Senator for South Australia
- In office 1 July 2002 – 30 June 2008
- Preceded by: Chris Schacht
- Succeeded by: Don Farrell

Personal details
- Born: 24 May 1967 (age 58) Adelaide, South Australia
- Party: Australian Labor Party
- Alma mater: University of Adelaide
- Profession: solicitor

= Linda Kirk =

Australian politician

Linda Jean Kirk (born 24 May 1967) is an Australian politician. She was a Labor member of the Australian Senate from 2002 to 2008, representing the state of South Australia.

==Early life and career==
Kirk was born in Adelaide. She joined the Australian Labor Party in 1988 while studying as an undergraduate at the University of Adelaide. In 1990 she graduated with a First Class Honours degree in law and a degree in economics. She was awarded four scholarships to undertake a Master of Laws degree at the University of Cambridge which she completed in 1993.

==Career==
Before taking her seat in the Senate, Kirk worked as a solicitor at an Adelaide commercial law firm, as a lecturer in Constitutional and Administrative Law at the University of Adelaide, and as an Industrial Officer at the Shop Distributive and Allied Employees' Association (SDA) in South Australia. She was an Australian Republican Movement delegate to the Australian Constitutional Convention in 1998, and served a term as a Councillor of the Adelaide City Council.

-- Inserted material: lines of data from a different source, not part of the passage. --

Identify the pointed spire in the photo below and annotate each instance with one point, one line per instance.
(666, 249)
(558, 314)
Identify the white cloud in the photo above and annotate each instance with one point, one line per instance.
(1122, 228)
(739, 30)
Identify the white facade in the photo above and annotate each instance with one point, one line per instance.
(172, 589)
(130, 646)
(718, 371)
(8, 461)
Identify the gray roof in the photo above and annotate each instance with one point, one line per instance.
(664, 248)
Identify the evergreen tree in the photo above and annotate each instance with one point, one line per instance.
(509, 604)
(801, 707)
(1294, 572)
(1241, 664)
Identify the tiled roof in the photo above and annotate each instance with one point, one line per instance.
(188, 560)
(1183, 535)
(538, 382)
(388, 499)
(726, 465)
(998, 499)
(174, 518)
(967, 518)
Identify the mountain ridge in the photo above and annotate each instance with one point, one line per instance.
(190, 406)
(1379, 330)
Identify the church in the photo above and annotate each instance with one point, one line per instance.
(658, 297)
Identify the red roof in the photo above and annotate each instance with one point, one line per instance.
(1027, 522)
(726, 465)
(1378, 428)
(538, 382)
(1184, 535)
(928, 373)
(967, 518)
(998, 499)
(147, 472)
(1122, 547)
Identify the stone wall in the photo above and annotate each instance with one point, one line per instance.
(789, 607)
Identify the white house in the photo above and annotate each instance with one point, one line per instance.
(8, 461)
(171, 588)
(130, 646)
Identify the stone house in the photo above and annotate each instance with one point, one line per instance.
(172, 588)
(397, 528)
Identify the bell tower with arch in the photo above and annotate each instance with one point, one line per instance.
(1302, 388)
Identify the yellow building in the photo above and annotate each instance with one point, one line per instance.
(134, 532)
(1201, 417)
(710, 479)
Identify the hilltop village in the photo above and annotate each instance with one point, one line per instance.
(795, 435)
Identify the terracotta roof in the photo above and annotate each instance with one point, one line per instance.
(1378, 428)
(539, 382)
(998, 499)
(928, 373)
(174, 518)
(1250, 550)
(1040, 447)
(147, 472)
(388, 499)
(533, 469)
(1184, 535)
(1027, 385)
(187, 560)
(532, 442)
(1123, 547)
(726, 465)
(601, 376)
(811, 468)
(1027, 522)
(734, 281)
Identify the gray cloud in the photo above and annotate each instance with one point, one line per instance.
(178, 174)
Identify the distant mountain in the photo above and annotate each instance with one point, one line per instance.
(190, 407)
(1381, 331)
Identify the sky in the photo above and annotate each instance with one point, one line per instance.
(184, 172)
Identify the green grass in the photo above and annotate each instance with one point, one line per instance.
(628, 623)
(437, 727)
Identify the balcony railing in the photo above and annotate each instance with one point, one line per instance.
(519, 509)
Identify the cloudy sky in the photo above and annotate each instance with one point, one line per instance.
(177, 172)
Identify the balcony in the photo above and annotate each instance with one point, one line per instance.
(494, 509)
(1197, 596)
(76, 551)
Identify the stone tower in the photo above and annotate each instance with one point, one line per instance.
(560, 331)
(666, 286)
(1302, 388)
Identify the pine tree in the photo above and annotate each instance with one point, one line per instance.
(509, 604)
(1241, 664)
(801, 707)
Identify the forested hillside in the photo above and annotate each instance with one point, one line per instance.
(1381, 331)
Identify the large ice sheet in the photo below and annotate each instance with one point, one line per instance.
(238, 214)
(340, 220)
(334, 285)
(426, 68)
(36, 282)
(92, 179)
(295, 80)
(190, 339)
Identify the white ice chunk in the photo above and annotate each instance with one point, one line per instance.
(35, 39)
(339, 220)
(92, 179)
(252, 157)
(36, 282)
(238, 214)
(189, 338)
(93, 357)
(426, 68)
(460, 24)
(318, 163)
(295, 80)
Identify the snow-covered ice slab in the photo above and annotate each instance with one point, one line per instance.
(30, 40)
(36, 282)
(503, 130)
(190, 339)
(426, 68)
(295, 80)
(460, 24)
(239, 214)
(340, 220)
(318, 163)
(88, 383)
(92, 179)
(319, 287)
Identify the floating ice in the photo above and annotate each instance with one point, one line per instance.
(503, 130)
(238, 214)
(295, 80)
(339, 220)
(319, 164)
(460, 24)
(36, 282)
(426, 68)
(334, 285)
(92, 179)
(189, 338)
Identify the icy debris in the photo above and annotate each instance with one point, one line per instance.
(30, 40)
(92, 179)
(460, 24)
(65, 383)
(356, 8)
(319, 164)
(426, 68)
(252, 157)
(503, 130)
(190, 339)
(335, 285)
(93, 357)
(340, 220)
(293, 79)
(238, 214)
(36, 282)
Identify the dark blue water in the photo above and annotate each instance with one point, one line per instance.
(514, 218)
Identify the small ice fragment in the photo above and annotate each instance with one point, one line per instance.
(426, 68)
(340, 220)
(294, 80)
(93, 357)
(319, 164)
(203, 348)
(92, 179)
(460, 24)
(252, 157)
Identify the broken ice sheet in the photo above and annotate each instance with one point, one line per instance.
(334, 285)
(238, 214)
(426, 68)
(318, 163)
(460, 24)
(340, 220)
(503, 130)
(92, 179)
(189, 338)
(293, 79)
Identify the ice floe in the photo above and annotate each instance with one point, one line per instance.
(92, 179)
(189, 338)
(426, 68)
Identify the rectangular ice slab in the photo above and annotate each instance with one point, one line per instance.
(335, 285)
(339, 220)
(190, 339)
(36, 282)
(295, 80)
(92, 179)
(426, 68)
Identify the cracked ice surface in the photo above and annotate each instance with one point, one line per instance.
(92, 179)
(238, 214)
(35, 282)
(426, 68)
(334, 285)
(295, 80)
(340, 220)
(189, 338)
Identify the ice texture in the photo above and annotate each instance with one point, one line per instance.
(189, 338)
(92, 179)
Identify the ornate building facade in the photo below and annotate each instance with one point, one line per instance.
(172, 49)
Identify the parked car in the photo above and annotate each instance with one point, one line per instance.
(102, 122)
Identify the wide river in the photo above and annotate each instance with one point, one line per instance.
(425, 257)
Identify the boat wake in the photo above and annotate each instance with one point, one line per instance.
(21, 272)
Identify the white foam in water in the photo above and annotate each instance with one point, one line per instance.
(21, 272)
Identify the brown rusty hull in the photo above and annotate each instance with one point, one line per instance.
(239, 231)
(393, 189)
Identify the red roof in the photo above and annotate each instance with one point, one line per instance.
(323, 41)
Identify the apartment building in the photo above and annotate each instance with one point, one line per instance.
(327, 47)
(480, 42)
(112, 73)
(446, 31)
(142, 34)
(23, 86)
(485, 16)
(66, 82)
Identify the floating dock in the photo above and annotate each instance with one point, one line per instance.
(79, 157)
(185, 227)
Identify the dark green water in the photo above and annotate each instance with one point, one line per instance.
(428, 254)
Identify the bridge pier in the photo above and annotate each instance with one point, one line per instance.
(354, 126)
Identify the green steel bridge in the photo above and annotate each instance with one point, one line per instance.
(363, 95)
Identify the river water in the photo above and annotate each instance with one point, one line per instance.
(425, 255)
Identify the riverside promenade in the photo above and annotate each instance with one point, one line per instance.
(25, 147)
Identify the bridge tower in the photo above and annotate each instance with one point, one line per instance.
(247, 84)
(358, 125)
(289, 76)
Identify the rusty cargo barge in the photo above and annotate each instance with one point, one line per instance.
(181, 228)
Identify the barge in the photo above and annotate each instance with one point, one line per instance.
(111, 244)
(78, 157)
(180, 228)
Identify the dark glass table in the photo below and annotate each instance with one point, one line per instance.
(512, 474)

Kirk was Deputy Opposition Whip in the Senate, the Deputy Chair of the Foreign Affairs sub-committee of the Joint Standing Committee on Foreign Affairs, Defence and Trade (JSCFADT), a member of the Human Rights sub-committee of JSCFADT and a long-standing member of the Senate Legal and Constitutional Committee. She has been the Deputy Chair of the Joint Migration Committee and a member of the Joint Standing Committee on Treaties.

Her policy interests focus on legal and constitutional issues, foreign affairs and international relations, refugees and migration, human rights, and the protection of women and children. She was the Convenor of Parliamentarians Against Child Abuse and a former Deputy Chair of the Status of Women Committee of the Federal Caucus.

Kirk maintains a strong interest in constitutional law and scholarship, and is currently completing a Doctor of Philosophy degree in law at the Australian National University.

Kirk served only one term in the Senate after being defeated for Labor Party preselection by Don Farrell ahead of the 2007 federal election. Kirk ascribed her loss to her support for stem cell research and her support for Kevin Rudd in the 2006 leadership contest, both of which were against the wishes of her faction. It marked a role reversal from six years earlier, when she defeated incumbent Senator Chris Schacht for preselection.

On 15 December 2016, Kirk was appointed as a part-time senior member of the Administrative Appeals Tribunal for seven years.